The systems have six Nvidia NVSwitch interconnect fabrics with third-generation Nvidia NVLink technology for 4.8 terabytes per second of bi-directional bandwidth and nine Nvidia Mellanox ConnectX-6 HDR 200Gb per second network interfaces, offering a total of 3.6 terabits per second of bi-directional bandwidth.

DGX A100 has begun shipping worldwide, with the first order going to the U.S. Department of Energy’s Argonne National Laboratory, which will use the cluster’s AI & computing power for COVID-19 research.

“We’re using America’s most powerful supercomputers in the fight against COVID-19, running AI models and simulations on the latest technology available, like the Nvidia DGX A100,” says Rick Stevens, associate laboratory director for Computing, Environment and Life Sciences at Argonne.

“The compute power of the new DGX A100 systems coming to Argonne will help researchers explore treatments and vaccines and study the spread of the virus, enabling scientists to do years’ worth of AI-accelerated work in months or days.”

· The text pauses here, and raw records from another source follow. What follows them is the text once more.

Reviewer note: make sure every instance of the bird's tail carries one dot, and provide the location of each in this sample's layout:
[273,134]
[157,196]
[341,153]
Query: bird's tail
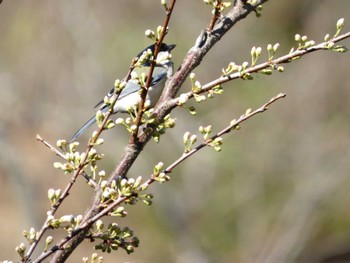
[82,129]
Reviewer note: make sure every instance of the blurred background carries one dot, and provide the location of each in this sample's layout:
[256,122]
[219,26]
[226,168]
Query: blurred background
[277,192]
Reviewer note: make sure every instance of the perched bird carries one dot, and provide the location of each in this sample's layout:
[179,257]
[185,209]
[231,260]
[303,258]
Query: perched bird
[130,95]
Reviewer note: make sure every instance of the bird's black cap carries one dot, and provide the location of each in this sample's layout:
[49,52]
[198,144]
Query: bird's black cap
[163,47]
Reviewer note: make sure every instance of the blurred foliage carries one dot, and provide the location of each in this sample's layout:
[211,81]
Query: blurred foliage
[278,191]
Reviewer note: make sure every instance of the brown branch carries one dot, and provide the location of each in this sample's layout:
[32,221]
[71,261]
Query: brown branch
[215,16]
[170,104]
[144,89]
[82,229]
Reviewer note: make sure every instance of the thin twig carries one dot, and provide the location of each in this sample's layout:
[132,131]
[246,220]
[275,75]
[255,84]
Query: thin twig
[215,16]
[168,170]
[74,177]
[257,68]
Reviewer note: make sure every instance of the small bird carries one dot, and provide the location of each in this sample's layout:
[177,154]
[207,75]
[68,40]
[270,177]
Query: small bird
[130,95]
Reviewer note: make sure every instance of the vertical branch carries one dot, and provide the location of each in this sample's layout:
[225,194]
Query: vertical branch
[144,89]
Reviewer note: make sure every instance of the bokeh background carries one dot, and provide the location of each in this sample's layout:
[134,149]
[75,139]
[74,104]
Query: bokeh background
[277,192]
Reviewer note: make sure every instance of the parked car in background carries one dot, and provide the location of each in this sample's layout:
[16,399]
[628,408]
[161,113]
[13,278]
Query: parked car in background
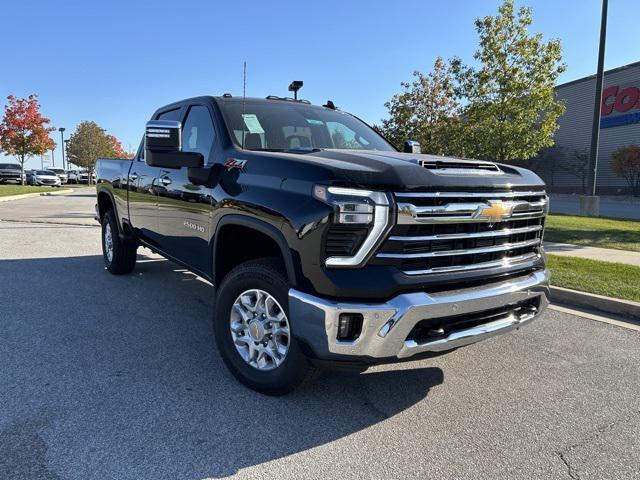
[82,176]
[62,175]
[43,177]
[72,176]
[10,173]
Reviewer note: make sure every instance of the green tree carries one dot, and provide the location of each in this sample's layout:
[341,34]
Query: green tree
[510,107]
[88,143]
[426,111]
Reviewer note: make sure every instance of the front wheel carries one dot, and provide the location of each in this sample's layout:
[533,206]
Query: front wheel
[253,330]
[119,255]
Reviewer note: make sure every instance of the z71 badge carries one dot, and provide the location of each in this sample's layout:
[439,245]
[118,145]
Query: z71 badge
[232,163]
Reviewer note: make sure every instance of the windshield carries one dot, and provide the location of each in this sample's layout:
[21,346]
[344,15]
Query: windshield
[277,125]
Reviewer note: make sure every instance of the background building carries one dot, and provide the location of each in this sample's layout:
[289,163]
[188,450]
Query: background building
[619,125]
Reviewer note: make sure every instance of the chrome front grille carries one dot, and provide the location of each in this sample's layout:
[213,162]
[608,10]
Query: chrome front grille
[439,232]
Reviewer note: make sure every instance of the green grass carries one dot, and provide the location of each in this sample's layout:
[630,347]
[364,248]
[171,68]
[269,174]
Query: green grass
[594,232]
[6,190]
[603,278]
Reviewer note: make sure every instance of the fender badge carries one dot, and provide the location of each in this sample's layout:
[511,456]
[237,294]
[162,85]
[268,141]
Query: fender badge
[232,163]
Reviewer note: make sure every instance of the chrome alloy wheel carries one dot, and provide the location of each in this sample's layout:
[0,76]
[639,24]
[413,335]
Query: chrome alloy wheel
[259,329]
[108,242]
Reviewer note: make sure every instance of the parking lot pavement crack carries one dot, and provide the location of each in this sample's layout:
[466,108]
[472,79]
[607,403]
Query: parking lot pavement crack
[570,470]
[562,454]
[51,222]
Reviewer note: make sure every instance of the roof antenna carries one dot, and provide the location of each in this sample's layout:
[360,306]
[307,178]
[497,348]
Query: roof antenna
[244,95]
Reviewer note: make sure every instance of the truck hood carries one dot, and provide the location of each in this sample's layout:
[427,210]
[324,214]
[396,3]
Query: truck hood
[405,171]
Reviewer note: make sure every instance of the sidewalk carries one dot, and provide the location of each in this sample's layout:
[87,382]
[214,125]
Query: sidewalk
[593,253]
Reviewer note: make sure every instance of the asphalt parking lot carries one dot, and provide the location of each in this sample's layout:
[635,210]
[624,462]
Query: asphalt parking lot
[119,377]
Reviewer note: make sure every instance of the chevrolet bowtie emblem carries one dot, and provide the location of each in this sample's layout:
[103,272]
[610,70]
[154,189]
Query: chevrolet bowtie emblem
[494,212]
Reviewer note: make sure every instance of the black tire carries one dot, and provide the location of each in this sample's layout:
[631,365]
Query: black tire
[123,254]
[265,274]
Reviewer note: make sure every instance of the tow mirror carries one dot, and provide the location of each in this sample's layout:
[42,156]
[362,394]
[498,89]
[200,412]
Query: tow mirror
[411,146]
[163,146]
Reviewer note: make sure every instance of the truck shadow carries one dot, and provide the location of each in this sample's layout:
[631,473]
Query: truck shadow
[127,370]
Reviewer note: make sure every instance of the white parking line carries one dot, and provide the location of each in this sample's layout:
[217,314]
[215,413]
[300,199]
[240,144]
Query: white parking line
[629,324]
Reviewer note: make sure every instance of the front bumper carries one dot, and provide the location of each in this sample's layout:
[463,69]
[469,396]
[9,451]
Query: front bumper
[387,327]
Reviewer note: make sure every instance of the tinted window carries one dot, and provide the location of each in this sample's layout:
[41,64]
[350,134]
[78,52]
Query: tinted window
[284,125]
[198,133]
[170,115]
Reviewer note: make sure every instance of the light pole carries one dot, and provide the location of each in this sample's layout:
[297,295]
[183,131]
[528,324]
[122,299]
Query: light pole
[590,203]
[61,130]
[66,144]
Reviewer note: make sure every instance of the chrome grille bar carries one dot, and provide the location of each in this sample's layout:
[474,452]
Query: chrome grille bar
[470,251]
[505,232]
[452,212]
[469,194]
[445,218]
[521,260]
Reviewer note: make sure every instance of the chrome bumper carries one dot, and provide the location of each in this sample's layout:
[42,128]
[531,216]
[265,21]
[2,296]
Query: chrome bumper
[386,326]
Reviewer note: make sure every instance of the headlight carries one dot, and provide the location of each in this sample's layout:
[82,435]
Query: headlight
[356,207]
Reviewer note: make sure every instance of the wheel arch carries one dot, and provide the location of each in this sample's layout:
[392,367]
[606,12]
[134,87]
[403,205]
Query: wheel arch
[262,228]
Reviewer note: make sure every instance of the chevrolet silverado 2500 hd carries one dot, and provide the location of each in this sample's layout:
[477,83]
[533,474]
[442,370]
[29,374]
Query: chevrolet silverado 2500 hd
[326,245]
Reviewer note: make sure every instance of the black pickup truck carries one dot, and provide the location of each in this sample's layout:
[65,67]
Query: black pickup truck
[326,245]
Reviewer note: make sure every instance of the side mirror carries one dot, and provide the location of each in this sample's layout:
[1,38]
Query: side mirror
[411,146]
[163,146]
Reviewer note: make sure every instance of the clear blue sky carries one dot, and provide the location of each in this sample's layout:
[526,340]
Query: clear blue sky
[116,61]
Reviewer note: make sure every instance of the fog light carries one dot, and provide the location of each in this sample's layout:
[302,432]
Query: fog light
[349,326]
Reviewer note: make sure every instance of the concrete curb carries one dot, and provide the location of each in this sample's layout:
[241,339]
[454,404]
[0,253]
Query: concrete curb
[57,192]
[35,194]
[616,306]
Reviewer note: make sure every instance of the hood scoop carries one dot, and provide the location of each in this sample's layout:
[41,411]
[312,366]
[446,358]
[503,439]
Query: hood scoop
[460,167]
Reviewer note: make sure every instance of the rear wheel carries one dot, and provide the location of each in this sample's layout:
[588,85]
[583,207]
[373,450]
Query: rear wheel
[253,331]
[119,255]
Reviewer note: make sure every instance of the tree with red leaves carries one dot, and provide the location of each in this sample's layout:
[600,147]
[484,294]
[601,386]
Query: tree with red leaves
[118,150]
[24,131]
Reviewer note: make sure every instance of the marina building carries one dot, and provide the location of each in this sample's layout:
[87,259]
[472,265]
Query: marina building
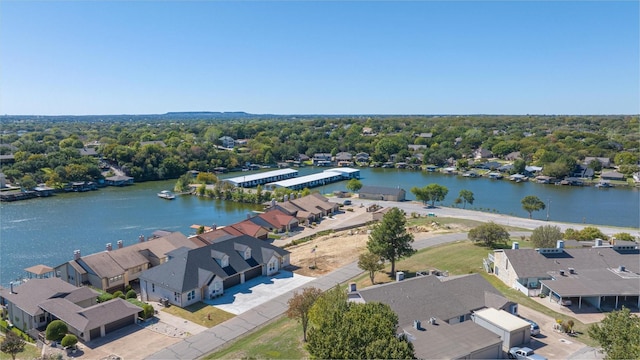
[319,179]
[262,178]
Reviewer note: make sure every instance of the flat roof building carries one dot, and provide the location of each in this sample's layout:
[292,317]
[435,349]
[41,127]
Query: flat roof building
[253,180]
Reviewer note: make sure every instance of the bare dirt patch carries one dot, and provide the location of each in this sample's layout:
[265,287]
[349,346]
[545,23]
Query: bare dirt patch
[341,248]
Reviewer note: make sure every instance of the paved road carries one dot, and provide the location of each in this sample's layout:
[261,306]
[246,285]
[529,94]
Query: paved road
[211,339]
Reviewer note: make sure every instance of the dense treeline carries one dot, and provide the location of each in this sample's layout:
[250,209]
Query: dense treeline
[47,149]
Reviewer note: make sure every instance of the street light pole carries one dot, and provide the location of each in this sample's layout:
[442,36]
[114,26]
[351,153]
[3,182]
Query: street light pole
[548,208]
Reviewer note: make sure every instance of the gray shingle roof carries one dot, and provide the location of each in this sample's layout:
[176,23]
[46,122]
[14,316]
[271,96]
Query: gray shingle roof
[189,268]
[381,190]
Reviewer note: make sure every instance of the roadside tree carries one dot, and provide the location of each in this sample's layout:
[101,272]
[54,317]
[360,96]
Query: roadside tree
[531,203]
[12,344]
[546,236]
[467,197]
[370,263]
[389,238]
[354,185]
[618,334]
[489,234]
[299,306]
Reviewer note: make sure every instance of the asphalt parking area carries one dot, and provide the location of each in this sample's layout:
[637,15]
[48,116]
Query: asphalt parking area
[550,344]
[257,291]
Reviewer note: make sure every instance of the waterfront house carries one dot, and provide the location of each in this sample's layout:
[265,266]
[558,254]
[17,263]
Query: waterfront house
[115,268]
[118,180]
[32,305]
[382,193]
[604,276]
[194,275]
[612,175]
[604,161]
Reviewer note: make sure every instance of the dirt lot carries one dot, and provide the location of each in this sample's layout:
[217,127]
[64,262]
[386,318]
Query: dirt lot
[338,249]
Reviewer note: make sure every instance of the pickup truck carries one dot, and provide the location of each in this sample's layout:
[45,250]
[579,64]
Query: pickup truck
[524,353]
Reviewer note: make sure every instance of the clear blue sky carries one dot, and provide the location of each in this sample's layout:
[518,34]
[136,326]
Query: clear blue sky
[303,57]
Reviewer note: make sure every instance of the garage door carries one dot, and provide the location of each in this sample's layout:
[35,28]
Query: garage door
[231,281]
[255,272]
[118,324]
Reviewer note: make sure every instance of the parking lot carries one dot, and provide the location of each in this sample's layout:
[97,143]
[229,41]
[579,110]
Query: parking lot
[550,343]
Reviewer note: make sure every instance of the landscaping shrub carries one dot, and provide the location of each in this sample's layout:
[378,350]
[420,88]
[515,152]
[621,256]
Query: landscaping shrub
[56,330]
[69,340]
[131,294]
[104,297]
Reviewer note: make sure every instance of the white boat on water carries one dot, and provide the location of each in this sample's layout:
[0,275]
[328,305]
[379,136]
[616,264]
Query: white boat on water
[166,194]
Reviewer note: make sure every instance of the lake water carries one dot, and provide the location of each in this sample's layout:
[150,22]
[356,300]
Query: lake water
[47,231]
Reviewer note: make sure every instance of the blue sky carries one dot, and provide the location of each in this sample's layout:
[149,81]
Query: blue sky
[304,57]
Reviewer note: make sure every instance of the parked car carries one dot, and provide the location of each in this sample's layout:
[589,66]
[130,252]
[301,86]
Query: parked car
[535,329]
[524,353]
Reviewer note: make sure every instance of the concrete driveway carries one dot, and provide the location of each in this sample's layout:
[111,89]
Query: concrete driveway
[257,291]
[549,343]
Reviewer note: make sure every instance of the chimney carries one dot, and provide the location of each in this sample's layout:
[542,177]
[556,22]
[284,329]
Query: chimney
[417,325]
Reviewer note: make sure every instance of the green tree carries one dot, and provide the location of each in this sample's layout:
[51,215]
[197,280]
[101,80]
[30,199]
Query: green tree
[300,305]
[546,236]
[354,185]
[531,203]
[69,340]
[342,330]
[618,334]
[56,330]
[467,197]
[431,192]
[12,344]
[370,263]
[488,234]
[389,238]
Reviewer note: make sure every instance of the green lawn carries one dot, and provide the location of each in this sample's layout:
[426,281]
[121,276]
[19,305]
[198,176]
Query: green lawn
[200,313]
[280,339]
[30,352]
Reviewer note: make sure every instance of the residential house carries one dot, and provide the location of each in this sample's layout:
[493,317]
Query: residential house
[113,269]
[32,305]
[612,175]
[382,193]
[433,313]
[193,275]
[275,220]
[155,142]
[604,161]
[481,153]
[227,142]
[604,276]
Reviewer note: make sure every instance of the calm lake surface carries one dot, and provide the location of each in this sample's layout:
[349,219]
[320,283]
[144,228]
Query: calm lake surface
[47,231]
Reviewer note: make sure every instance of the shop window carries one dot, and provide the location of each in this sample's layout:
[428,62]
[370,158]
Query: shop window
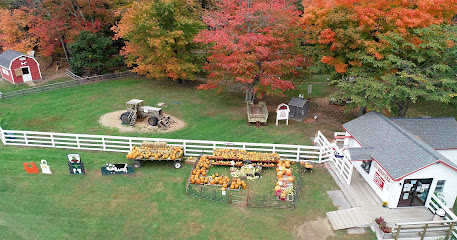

Rick Stevens further continue and said that the center’s supercomputers are being used to fight the coronavirus, with AI models and simulations running on the machines in hopes of finding treatments and a vaccine. The DGX A100 systems’ power will enable scientists to do a year’s worth of work in months or days.

The University of Florida will be the first U.S. institution of higher learning to receive DGX A100 systems, which it will deploy to infuse AI across its entire curriculum to foster an AI-enabled workforce.

Among other early adopters are the Center for Biomedical AI at the University Medical Center Hamburg-Eppendorf which will leverage DGX A100 to advance clinical decision support and process optimization.

Nvidia says that Microsoft, Amazon, Google, Dell, Alibaba, and many other big cloud service providers are also planning to incorporate the single A100 GPUs into their own offerings.

“The adoption and the enthusiasm for Ampere from all of the hyperscalers and computer makers around the world are really unprecedented,” says Huang. “This is the fastest launch of a new data center architecture we’ve ever had, and it’s understandable.”

Much like the larger DGX A100 cluster system, Nvidia also allows each individual A100 GPU to be partitioned into up to seven independent instances for smaller computing tasks. These systems won’t come cheap, though. Nvidia’s DGX A100 comes with big performance promises, but systems start at $199,000 for a combination of eight of these A100 chips.